Nisa menggerakkan perempuan untuk peduli pada lingkungan di sekitar tempat mereka tinggal. Ia resah terhadap ketahanan pangan yang terjadi di daerahnya.

Selain menerapkan kurikulum pendalaman agama Islam, pesantren Ath-thaariq punya gagasan peduli bumi, peduli sesama, dan masa depan. Ia pernah menjadi ketua Serikat Petani Pasundan (SPP) yang mengadvokasi persoalan lingkungan dan konflik agraria di Garut, Jawa Barat.

Di Garut ada masalah ketersediaan pangan, rendahnya hasil panen, tergantung pada pestisida yang merusak tanah. Sistem pertanian yang dipakai petani adalah sistem bertani monokultur. Misalnya juga ada yang menanam kentang, semua ikut menaman kentang. Ini juga berimbas pada harga jual panen yang menurun.

Nisa kemudian mengajak santri untuk memperbaiki ekosistem. Misalnya membuat semak belukar untuk mendatangkan ular. Tujuannya mengatasi tikus yang merusak hasil panen.

Selain itu, Nisa juga mengajak santri banyak menanam kacang-kacangan yang lebih ramah lingkungan karena untuk menanam kacang-kacangan perlu sedikit air ketimbang menanam kentang dan kubis. “Menjaga ekosistem menjadi solusi penting menyelamatkan kerusakan lingkungan,” katanya.

Peneliti ASEAN Study Centre Universitas Gadjah Mada Yogyakarta menyebutkan komunitas perempuan memiliki peran penting menjaga lingkungan dari kerusakan yang disebabkan oleh perusahaan tambang.

ASEAN Study Center melakukan riset terhadap gerakan perempuan di Kabupaten Rembang Jawa Tengah, lalu di Kecamatan Molo dan Kabupaten Manggarai Flores, Nusa Tenggara Timur.

Riset yang dimulai tahun 2015 -2016 menyoroti tiga hal tentang bagaimana perempuan menggali pengetahuan lokal yang berhubungan dengan bagaimana menjaga lingkungan.

Temuan riset, perempuan mengorganisasi gerakan-gerakan di kampung. Mereka melakukan dialog dan memanfaatkan media. “Perempuan Kendeng misalnya, punya kesadaran melakukan gerakan melawan perusahaan tambang,” kata peneliti ASEAN Study Center, Dati Fatimah.
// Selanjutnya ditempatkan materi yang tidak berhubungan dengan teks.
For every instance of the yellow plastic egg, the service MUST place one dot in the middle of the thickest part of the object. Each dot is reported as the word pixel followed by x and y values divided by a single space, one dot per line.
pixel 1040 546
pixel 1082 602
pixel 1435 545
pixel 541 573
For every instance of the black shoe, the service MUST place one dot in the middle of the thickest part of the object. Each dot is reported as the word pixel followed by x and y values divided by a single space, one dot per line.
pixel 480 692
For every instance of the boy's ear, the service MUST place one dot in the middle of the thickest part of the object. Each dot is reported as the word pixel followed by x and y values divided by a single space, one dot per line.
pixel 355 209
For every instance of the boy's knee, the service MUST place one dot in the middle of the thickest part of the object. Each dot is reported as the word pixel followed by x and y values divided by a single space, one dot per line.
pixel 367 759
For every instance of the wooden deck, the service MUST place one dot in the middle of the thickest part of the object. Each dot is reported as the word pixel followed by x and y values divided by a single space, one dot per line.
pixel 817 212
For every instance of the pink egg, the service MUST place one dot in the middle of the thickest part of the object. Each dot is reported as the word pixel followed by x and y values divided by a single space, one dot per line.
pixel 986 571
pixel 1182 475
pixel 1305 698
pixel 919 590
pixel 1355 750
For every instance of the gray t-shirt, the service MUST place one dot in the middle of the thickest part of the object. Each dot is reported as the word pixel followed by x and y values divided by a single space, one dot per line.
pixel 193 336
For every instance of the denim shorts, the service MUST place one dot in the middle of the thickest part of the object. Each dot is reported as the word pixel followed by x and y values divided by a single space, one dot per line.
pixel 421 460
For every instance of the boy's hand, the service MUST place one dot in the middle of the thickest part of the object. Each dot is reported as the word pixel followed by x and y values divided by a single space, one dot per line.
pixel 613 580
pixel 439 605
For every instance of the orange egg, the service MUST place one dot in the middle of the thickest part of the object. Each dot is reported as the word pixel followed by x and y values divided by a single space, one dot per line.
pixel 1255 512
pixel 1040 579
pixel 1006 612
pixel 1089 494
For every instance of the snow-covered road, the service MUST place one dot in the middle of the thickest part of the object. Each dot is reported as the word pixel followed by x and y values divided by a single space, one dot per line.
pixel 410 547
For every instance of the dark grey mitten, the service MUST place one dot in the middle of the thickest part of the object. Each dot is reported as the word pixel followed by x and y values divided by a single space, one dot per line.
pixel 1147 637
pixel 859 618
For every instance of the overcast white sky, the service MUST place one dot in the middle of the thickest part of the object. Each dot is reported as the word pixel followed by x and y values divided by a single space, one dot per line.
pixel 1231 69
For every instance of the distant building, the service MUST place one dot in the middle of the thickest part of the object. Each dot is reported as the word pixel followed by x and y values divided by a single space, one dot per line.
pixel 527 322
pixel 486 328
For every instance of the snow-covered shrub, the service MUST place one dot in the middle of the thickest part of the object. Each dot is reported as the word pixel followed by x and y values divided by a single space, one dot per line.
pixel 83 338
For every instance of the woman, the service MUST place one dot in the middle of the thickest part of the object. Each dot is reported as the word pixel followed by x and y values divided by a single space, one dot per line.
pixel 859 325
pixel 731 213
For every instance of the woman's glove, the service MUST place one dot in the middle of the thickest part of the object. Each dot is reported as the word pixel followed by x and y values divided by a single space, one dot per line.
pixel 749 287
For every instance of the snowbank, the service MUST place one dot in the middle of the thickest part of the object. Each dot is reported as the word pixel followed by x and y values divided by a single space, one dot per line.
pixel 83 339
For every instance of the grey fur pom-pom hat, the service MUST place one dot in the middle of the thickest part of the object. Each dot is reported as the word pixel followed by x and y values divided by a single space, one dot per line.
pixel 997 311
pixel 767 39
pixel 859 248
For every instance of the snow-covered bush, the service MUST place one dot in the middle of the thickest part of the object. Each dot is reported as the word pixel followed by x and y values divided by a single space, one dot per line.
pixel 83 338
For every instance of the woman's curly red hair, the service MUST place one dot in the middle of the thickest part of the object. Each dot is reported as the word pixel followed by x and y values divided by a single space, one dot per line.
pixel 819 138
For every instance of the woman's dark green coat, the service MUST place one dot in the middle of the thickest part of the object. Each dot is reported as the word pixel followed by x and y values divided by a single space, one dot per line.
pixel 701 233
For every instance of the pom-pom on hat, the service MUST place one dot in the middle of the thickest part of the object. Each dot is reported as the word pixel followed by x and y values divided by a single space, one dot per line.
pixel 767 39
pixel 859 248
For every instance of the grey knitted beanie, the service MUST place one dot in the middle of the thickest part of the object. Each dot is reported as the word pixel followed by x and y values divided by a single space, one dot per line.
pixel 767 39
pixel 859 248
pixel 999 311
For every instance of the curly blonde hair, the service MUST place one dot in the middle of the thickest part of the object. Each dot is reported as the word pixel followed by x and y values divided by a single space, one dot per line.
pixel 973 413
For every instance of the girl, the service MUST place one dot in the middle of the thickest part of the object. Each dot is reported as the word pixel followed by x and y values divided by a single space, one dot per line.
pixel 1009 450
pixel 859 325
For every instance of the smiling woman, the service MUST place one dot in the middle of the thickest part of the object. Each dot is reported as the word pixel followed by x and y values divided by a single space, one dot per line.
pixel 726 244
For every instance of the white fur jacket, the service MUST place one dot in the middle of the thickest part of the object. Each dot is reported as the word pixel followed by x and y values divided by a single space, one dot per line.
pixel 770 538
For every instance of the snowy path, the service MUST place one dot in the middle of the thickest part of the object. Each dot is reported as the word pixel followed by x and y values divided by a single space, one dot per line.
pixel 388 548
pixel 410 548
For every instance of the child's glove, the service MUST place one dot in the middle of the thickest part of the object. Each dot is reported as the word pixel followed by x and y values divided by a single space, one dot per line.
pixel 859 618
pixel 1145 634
Sementara itu, Beberapa organisasi masyarakat menggelar aksi longmarch dari tosari hingga bunderan HI, Minggu (29/10/2017). Organisasi Solidaritas Perempuan, YouthFeminist Movement (YouthFeM), Koalisi Rakyat untuk Hak atas Air (KRuHA), Kesatuan Nelayan Tradisional Indonesia (KNTI) berjalan kaki menyuarakan yang mereka sebut keadilan iklim.

Mereka mengecam para perusahaan-perusahaan yang merusak bumi namun tanggung jawab dari ulah mereka dibebankan ke masyarakat kecil.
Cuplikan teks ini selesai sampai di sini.